Page MenuHomePhabricator

Reimage the Hadoop Cluster to Debian Jessie
Closed, ResolvedPublic8 Estimated Story Points

Description

Tracking task to the reimage of all the Hadoop worker nodes

Event Timeline

elukey created this task.Mar 13 2017, 12:00 PM

Script wmf_auto_reimage was launched by elukey on neodymium.eqiad.wmnet for hosts:

['analytics1042.eqiad.wmnet']

The log can be found in /var/log/wmf-auto-reimage/201703131200_elukey_16132.log.

elukey moved this task from Backlog to In Progress on the User-Elukey board.Mar 13 2017, 12:02 PM

Change 342448 had a related patch set uploaded (by Elukey):
[operations/puppet] Set Debian Jessie as default image for all the Hadoop worker nodes

https://gerrit.wikimedia.org/r/342448

Change 342448 merged by Elukey:
[operations/puppet] Set Debian Jessie as default image for all the Hadoop worker nodes

https://gerrit.wikimedia.org/r/342448

Completed auto-reimage of hosts:

['analytics1042.eqiad.wmnet']

and were ALL successful.

Script wmf_auto_reimage was launched by elukey on neodymium.eqiad.wmnet for hosts:

['analytics1042.eqiad.wmnet']

The log can be found in /var/log/wmf-auto-reimage/201703131226_elukey_8812.log.

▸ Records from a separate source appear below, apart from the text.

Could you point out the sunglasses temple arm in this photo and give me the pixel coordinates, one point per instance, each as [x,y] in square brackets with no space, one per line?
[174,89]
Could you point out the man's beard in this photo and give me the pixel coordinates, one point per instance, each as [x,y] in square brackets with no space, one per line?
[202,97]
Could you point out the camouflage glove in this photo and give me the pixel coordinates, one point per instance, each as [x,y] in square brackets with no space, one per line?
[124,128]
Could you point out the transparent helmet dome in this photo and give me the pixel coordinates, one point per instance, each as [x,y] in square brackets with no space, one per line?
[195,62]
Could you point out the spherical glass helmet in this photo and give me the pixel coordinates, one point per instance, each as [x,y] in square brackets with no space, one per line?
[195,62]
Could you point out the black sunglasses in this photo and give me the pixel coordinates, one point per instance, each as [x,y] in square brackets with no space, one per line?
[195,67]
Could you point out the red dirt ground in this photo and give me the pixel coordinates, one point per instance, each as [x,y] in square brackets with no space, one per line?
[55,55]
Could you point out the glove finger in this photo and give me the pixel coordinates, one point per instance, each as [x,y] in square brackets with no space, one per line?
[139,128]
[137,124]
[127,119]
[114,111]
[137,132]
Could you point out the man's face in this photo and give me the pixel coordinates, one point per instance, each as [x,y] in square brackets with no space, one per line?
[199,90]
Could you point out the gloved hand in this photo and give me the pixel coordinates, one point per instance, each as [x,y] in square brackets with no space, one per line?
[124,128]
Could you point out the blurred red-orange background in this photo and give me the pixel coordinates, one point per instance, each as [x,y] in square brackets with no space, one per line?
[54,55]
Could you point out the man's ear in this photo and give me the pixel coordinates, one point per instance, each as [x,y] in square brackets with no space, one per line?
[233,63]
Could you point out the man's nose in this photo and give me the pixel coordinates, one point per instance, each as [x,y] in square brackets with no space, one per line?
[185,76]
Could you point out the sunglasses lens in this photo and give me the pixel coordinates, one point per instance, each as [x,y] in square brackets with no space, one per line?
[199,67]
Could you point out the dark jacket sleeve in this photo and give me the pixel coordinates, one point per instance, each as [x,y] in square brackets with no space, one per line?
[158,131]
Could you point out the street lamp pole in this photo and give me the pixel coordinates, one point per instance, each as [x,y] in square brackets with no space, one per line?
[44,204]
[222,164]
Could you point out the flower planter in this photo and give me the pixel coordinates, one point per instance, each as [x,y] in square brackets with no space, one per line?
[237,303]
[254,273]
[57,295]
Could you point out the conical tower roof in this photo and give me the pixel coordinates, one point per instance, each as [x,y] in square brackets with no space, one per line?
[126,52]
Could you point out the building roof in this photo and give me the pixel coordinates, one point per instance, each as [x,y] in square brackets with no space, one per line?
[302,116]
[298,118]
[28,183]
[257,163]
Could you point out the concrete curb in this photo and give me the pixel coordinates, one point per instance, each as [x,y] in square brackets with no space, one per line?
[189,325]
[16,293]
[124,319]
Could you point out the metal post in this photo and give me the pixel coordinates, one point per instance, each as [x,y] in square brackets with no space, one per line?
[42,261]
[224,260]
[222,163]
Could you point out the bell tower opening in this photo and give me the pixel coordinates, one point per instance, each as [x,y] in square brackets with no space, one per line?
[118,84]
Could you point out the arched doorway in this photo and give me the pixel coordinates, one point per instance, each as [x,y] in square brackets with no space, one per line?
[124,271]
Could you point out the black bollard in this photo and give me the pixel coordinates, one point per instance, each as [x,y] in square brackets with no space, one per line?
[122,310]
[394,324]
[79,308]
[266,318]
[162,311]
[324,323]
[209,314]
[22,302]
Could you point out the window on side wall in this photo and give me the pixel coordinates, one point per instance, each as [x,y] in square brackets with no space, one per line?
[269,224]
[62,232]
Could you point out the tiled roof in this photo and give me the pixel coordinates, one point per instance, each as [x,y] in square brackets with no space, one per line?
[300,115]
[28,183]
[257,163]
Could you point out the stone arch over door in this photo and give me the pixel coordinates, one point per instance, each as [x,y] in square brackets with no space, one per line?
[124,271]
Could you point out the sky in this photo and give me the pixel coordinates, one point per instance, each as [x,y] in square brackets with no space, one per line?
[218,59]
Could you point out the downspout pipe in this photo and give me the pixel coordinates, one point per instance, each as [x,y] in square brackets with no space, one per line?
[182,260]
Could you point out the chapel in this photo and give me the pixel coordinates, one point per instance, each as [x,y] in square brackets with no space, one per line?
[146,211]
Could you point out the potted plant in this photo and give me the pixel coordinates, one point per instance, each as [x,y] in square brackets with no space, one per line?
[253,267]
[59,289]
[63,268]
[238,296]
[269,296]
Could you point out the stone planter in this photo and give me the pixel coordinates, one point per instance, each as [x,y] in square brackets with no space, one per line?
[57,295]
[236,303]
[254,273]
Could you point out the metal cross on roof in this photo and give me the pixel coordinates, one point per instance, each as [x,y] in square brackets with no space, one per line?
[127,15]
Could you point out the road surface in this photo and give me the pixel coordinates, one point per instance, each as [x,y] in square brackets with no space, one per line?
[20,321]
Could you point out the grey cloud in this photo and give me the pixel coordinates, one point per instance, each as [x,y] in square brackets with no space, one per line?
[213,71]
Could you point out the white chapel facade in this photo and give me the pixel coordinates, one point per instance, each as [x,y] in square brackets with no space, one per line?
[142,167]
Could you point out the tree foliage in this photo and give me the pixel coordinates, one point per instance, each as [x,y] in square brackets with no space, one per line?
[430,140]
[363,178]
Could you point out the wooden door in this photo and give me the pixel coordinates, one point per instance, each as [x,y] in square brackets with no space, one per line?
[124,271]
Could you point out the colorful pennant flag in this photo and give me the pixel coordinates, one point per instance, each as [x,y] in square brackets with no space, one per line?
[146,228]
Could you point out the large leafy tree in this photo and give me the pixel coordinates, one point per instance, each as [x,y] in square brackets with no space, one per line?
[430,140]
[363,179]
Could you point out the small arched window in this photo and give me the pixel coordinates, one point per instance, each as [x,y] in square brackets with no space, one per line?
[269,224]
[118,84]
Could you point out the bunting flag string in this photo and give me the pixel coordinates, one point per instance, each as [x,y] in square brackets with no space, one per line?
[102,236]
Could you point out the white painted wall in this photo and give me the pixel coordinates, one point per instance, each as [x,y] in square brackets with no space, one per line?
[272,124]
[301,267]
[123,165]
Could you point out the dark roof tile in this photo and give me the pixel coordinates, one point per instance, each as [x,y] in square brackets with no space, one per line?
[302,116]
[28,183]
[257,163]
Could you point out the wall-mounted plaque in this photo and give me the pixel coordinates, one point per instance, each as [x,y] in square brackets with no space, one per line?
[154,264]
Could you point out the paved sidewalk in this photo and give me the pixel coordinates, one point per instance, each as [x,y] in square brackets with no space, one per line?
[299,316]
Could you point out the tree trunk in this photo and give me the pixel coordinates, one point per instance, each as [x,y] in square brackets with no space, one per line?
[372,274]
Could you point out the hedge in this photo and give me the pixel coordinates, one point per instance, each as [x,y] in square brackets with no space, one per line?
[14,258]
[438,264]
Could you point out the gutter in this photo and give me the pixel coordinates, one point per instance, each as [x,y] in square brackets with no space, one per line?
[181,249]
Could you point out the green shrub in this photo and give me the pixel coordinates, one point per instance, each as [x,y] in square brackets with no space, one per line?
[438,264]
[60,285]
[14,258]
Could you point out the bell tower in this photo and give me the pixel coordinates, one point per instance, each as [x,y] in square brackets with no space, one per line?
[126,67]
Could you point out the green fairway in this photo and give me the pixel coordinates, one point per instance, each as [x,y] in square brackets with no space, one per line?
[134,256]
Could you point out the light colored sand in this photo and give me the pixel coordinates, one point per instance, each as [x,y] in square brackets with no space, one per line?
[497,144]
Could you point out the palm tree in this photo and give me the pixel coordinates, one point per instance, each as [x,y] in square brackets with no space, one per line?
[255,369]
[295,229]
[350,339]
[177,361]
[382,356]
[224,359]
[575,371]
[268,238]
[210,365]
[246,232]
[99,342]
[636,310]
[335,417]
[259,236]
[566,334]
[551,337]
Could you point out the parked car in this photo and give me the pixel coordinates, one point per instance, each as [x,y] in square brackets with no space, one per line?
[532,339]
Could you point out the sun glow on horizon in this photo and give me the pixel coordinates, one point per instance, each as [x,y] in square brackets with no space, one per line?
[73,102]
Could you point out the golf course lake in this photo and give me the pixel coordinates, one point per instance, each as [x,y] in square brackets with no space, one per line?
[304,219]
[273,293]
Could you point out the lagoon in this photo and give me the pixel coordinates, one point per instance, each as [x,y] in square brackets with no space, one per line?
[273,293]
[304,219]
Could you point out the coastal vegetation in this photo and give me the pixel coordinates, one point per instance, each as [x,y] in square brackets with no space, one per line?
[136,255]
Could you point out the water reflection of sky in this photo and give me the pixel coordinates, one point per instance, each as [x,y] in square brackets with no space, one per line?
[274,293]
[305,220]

Completed auto-reimage of hosts:

['analytics1042.eqiad.wmnet']

and were ALL successful.

Nuria raised the priority of this task from Medium to High.Mar 13 2017, 3:41 PM
Nuria moved this task from Incoming to Wikistats on the Analytics board.

Script wmf_auto_reimage was launched by elukey on neodymium.eqiad.wmnet for hosts:

['analytics1043.eqiad.wmnet']

The log can be found in /var/log/wmf-auto-reimage/201703141240_elukey_32343.log.

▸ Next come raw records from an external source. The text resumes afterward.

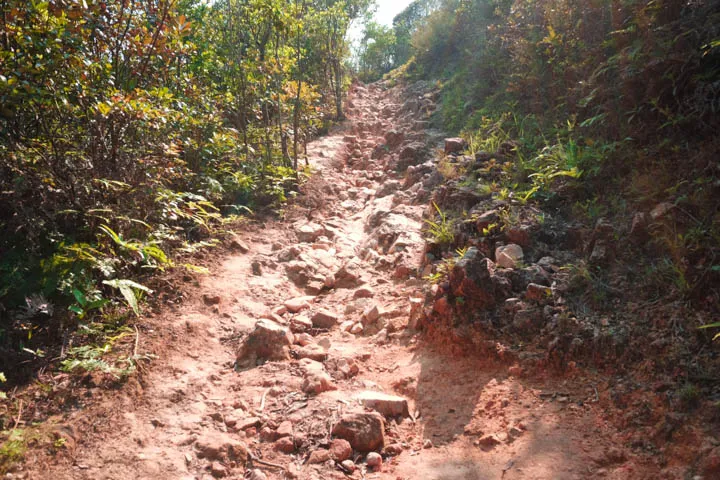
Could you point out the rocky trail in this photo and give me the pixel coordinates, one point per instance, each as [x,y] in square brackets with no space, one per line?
[298,356]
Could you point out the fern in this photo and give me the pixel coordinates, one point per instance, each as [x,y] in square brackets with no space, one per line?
[129,291]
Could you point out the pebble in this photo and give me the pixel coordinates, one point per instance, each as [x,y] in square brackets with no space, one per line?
[374,461]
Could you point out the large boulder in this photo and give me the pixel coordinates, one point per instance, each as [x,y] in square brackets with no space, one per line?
[364,431]
[309,232]
[267,341]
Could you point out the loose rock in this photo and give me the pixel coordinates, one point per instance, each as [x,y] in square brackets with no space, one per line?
[268,341]
[508,256]
[364,431]
[387,405]
[324,319]
[340,450]
[374,461]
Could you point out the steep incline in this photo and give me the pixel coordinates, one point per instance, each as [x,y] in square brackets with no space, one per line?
[291,346]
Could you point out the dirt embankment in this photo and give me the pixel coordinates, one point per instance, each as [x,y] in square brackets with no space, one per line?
[300,357]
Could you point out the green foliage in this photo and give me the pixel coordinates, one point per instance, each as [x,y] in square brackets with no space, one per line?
[13,448]
[442,230]
[131,292]
[128,130]
[712,325]
[376,52]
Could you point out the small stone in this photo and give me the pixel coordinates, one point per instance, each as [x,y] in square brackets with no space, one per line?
[267,341]
[488,441]
[285,429]
[340,450]
[246,423]
[284,445]
[267,434]
[348,465]
[211,299]
[220,447]
[374,461]
[515,371]
[364,292]
[324,319]
[660,211]
[364,431]
[538,293]
[319,456]
[255,474]
[297,304]
[454,145]
[300,323]
[486,219]
[304,339]
[236,243]
[371,314]
[393,449]
[310,232]
[508,256]
[256,268]
[387,405]
[317,382]
[312,351]
[218,470]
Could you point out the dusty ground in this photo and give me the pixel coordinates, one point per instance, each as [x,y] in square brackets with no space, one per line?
[467,418]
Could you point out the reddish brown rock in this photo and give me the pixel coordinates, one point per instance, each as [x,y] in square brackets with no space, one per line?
[285,445]
[387,405]
[268,341]
[324,319]
[364,431]
[236,243]
[454,145]
[319,456]
[374,461]
[340,450]
[538,293]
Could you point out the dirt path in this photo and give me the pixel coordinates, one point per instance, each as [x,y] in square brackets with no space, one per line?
[350,247]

Completed auto-reimage of hosts:

['analytics1043.eqiad.wmnet']

and were ALL successful.

Script wmf_auto_reimage was launched by elukey on neodymium.eqiad.wmnet for hosts:

['analytics1044.eqiad.wmnet']

The log can be found in /var/log/wmf-auto-reimage/201703171152_elukey_26003.log.

Completed auto-reimage of hosts:

['analytics1044.eqiad.wmnet']

and were ALL successful.

We found a weird regression only on analytics1044, causing sporadic job failures:

2017-03-27 14:06:02,923 ERROR org.apache.hadoop.mapred.ShuffleHandler: Shuffle error in populating headers :
org.apache.hadoop.util.DiskChecker$DiskErrorException: Could not find usercache/hdfs/appcache/application_1488294419903_92875/output/attempt_1488294419903_92875_m_000038_0/file.out.index in any of the configured local directories

Messages like the above one were logged frequently in the Yarn NodeManager logs. A daemon restart fixed the issue, but we didn't find any good info/trace/etc.. to identify the root cause of the problem.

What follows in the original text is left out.